Non spiega per quale motivo le violenze scoppiano in paesi che si sono sempre fatti vanto della loro politica d’accettazione degli immigrati, che hanno un welfare evoluto e generoso, che offrono solide garanzie civili a tutti e hanno acuti sensi di colpa culturali per chi viene da fuori.

Perché scoppiano rivolte in Danimarca, dove alcuni quartieri della cittadina di Arson in questi giorni sono messi a ferro e fuoco da bande in tutto e per tutto simili a quelle delle banlieue – questa è la nostra zona, dicono, qua comandiamo noi, la polizia deve starne fuori – perché in Olanda, il paradiso del multiculturalismo, la folla inferocita dei marocchini sputa sul murale “non uccidere” dedicato al regista sgozzato, Theo van Gogh, e i teppisti picchiano suo figlio?

Perché altre comunità d’immigrati, altrettanto ostacolate nell’ascesa sociale, come quella cinese, o latinoamericana, non bruciano le ambulanze? Fredric Encel, professore di relazioni internazionali alla prestigiosa Ecole Nationale d’Administration di Parigi, anche lui al di fuori dei pregiudizi di parte della politica francese, dice che la Francia sta diventando un nuovo Libano.

Soltanto pochi anni la separano da spaccature irrisolvibili all’interno della società, a causa di “polarizzazioni etnico-religiose”. Cita le violenze dello scorso marzo, quando una manifestazione di piazza degli studenti francesi, una specie di protesta anti Moratti alla parigina, fu aggredita da giovani di colore e arabi – almeno mille, secondo le stime della polizia – che picchiarono e rapinarono “gli studentelli”. I professori di sinistra e anche il Monde, non millantatori xenofobi, denunciarono choccati le violenze gratuite contro i “piccoli bianchi codardi”.

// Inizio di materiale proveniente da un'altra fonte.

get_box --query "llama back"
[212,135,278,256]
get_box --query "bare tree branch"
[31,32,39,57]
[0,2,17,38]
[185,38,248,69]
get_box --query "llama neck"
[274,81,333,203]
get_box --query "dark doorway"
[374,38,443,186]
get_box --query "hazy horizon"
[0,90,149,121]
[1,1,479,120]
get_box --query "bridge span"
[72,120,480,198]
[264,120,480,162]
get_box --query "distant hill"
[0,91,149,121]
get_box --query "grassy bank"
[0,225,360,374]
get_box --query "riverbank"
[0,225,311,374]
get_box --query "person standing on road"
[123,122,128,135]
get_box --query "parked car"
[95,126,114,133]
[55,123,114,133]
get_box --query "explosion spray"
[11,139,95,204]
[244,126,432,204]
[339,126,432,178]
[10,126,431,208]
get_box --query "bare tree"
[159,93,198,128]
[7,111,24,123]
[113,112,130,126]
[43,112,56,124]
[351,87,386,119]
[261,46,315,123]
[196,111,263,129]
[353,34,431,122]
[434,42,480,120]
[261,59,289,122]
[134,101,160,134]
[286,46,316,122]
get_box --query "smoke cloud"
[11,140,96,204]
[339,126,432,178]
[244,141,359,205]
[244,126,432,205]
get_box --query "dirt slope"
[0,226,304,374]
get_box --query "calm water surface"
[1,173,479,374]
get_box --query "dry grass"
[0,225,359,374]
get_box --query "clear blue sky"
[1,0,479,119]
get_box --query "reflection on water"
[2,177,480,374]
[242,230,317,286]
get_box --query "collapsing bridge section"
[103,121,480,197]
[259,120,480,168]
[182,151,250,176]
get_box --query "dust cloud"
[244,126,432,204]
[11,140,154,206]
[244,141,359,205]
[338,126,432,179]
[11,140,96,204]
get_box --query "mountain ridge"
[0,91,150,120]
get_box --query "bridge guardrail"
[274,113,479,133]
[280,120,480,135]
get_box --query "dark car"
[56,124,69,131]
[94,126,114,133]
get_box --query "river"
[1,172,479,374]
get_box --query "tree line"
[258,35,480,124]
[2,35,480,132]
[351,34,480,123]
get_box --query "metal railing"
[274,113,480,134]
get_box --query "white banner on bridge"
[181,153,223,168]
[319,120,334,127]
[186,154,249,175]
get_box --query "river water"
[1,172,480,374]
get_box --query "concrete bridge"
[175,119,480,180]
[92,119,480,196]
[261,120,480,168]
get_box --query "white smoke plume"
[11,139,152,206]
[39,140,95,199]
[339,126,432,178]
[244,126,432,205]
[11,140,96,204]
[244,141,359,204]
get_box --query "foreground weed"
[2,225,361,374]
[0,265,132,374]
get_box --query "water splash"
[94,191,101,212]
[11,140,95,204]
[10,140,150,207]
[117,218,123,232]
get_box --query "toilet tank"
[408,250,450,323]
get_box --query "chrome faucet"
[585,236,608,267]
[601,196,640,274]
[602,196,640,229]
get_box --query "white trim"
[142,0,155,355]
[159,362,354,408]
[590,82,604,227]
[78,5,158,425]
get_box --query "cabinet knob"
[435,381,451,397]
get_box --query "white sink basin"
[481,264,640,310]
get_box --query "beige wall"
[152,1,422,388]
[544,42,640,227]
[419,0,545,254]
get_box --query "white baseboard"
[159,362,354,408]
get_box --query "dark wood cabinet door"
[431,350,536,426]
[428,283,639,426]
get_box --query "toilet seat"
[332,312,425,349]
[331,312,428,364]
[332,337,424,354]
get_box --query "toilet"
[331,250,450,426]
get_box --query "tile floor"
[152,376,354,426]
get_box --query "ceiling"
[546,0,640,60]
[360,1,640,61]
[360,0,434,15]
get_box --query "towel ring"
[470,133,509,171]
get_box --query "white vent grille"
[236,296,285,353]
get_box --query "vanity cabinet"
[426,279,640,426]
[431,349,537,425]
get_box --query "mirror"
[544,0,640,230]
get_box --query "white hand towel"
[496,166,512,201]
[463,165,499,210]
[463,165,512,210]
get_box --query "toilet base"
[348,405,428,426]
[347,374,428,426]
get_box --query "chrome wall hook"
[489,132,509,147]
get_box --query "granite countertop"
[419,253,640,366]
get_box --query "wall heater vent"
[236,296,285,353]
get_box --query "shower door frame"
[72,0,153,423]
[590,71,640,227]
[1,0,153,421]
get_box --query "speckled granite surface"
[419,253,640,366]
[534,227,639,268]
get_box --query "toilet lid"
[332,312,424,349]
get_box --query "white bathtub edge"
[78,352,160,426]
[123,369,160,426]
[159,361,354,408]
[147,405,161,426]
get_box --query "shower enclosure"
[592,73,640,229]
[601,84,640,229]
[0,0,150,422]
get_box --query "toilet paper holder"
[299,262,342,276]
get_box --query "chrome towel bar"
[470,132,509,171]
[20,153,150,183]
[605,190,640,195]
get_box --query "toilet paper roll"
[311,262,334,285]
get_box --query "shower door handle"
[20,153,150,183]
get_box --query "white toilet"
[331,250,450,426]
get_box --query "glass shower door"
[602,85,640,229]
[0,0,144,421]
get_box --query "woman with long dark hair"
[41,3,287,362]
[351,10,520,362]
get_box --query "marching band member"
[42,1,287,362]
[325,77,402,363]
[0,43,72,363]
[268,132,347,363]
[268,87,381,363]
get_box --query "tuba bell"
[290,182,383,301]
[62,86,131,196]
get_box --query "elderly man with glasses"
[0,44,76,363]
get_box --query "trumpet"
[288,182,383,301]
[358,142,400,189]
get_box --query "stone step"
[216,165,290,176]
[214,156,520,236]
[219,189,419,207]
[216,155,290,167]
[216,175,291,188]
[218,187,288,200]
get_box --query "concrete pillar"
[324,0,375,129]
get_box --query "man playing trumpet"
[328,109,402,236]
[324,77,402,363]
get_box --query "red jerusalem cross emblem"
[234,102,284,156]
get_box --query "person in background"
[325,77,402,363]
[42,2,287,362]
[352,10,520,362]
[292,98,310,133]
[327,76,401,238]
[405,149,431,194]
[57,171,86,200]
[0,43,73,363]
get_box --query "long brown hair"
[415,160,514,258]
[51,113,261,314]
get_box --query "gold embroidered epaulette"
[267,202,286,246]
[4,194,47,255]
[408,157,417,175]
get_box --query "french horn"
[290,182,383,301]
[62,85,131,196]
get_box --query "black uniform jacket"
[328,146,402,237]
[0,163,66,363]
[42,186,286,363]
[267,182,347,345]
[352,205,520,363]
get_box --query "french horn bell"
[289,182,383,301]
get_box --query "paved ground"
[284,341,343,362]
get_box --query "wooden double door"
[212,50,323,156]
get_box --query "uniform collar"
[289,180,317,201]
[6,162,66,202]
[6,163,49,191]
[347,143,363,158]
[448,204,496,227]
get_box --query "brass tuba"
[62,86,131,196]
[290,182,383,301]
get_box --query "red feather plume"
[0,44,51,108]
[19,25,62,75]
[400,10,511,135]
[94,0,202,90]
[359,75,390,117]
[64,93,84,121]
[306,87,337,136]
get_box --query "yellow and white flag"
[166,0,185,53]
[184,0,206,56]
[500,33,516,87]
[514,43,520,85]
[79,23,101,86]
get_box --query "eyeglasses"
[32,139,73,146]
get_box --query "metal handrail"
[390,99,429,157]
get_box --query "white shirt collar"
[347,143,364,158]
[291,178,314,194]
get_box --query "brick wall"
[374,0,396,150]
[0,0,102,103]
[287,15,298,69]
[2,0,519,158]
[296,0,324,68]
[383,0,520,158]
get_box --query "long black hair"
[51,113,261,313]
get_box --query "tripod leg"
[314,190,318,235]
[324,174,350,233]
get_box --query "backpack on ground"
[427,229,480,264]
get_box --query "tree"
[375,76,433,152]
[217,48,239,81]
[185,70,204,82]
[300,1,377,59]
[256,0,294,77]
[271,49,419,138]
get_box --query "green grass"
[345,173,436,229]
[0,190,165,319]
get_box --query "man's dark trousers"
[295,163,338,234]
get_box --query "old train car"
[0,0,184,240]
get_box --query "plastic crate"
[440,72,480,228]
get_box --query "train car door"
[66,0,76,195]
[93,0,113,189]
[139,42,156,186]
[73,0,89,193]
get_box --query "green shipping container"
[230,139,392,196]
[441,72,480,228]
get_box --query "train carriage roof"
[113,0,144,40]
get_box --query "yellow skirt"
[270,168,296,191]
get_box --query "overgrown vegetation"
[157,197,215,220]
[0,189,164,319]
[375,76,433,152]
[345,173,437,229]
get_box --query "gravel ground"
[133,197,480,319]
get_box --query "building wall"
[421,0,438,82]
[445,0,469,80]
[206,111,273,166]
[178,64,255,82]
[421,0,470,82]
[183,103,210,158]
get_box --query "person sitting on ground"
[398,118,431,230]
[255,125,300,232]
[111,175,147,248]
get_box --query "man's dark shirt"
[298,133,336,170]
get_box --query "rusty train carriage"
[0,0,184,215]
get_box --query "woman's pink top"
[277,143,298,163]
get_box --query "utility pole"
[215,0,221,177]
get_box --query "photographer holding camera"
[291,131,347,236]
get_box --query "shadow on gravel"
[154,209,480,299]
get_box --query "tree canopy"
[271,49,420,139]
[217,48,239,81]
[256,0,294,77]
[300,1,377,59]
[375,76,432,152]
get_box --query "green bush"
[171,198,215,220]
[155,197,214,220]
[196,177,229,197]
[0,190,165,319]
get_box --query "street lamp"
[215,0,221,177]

Negli anni sono stati stipulati una serie di accordi tra Lega araba e paesi dell’Unione europea per “non costringere in nessun modo i nuovi arrivati ad adattarsi ai costumi dei paesi ospiti”. Viceversa, il simposio di Amburgo del 1983, per fare soltanto un esempio, raccomandava che gli europei promuovessero “in modo adeguato la cultura degli immigrati, anche a scuola e con canali di comunicazione nella loro lingua”.

Chi arriva in Europa provenendo da un paese musulmano è incoraggiato all’isolamento, autoimposto o favorito dal contesto, delle comunità islamiche, che tentano tutte di conservare lo stesso atteggiamento nei confronti del mondo esterno. La Lega araba europea, un’associazione di difesa dei musulmani operativa in Belgio e in Olanda, dichiara di credere nella “società multiculturale come a un modello politico e sociale dove culture differenti coesistono con diritti uguali sotto la stessa legge”.

Respingono con sdegno l’idea di un’assimilazione o integrazione nella società europea: “Non vogliamo essere assimilati, o diventare una specie di via di mezzo. Vogliamo mantenere la nostra identità, insegnare ai nostri bambini la lingua e la storia araba e la fede islamica. E resisteremo a qualsiasi tentativo di strapparci il nostro diritto alla nostra identità culturale e religiosa”.

Il fondatore dell’organizzazione, Dyab Abu Jahjah, arrestato nel novembre 2002 con l’accusa di aver incitato alla rivolta i musulmani della cittadina belga di Antwerp – “la lega sta cercando di terrorizzare la città”, dichiarò all’epoca il premier Guy Verhofstadt – diceva che “l’assimilazione è uno stupro culturale. VuoI dire rinunciare alla propria identità, per diventare come tutti gli altri”.